In working to contain that plot, Iran has taken aim at domestic activists but has also cracked down on foreign nationals and all supposed conduits for Western influence, as well as striving to place more restrictions on the internet. As Agence France-Presse reported on Monday, Iran’s information and telecommunications minister has come under fire from hardliners over his former opposition to plans to ban Instagram, the last major social network site to be permitted in the Islamic Republic, and for supposedly leaving the Iranian internet vulnerable to both foreign influence and domestic organizing among dissident groups.

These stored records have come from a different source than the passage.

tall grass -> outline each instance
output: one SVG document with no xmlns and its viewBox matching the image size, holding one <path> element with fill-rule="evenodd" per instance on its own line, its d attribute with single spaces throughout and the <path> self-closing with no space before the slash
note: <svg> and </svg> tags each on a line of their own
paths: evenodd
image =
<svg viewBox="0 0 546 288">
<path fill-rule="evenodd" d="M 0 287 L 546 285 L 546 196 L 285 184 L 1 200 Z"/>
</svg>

For the time being, President Rouhani is supporting Minister Mohammad Javad Azari-Jahromi amidst calls for his resignation. But Rouhani has been widely criticized during his six-year tenure for failing to seriously oppose hardline pressures or follow up on campaign promises regarding domestic freedom and better relations with the international community. In spite of this, Foreign Minister Zarif was recently forced to defend the administration’s record of subservience of the supreme leader saying in a parliamentary debate, “It is not true that we acted against the will of the supreme leader… We are not a system in which people can act on their own. We can do nothing in this country without having to report it.”
On Monday, Zarif was conspicuously absent from the meeting between Khamenei and Assad, and later that same day he abruptly announced via Instagram that he is stepping down from his position. He did not give a reason but apologized for “shortcomings and flaws” in his role, possibly hinting at his succumbing to pressure from a hardline faction that intends to adopt an even more confrontational approach to foreign affairs.